As a poor student at MSU, I needed to earn money. Divine intervention struck. I landed a job as a student technician in the laboratory of new faculty member in the Department of Pharmacology, Dr. Gregory Fink. The course of my life was changed forever. At the time Dr. Fink was in the early stages his career. Little did I know he would become regarded as an international leader in the study of the brain and hypertension. I instantly became obsessed with the subject and spent as much time in the lab as I could. Towards the end of my undergraduate studies, Dr.
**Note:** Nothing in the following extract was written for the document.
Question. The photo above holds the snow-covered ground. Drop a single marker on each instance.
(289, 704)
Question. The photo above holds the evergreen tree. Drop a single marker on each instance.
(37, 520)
Fink recommended I consider going for a PhD in physiology, something that I never considered as a possibility. I applied to several programs in the Midwest. Divine intervention struck again. I was accepted at the Medical College of Wisconsin where the world-renowned physiologist Allen W. Cowley, Jr. had just become the new Chair of the Department of Physiology. As an undergraduate student I had read many publications of Dr. Cowley’s.  I was thrilled to join his group. My thesis research focused on understanding how the hormone, vasopressin, modulates the activity of the sympathetic nervous system. Upon completion of my PhD, I wanted to continue studies investigating how the brain regulated the circulation. Divine intervention struck yet again. Through a series of random connections, I was blessed to join the laboratory of Dr. Lawrence Schramm in the Department of Biomedical Engineering at Johns Hopkins School of Medicine. Dr. Schramm was (and still is) highly regarded as a world leader in autonomic neuroscience.  In Dr. Schramm’s laboratory I studied the role of spinal neural circuits in the regulation of sympathetic activity. While at Hopkins I successfully competed for my first grant from the National Institutes of Health as an independent investigator “Arterial Pressure in Paraplegia: Role of Spinal Systems".

I subsequently joined the faculty of the University of Minnesota in 1988.  In 2002 I had the honor of being named the “Marvin and Hadassah Bacaner Endowed Chair in Cardiovascular Physiology”. Dr. Bacaner conducted pioneering studies at the University of Minnesota investigating how overactivity of the sympathetic nervous system contributes to cardiac disease.

I have been fortunate to work alongside numerous highly talented trainees and scientists in my laboratory over the years. I continue to interact and collaborate with my mentors, Drs. Fink, Cowley and Schramm to this day. I’m just as excited today about the research we are doing today as I was when I first walked into Dr. Finks lab as an undergraduate student.  Maybe even more so. The moral of this story is - follow your passion and learn all you can from your mentors. All good things will flow from there.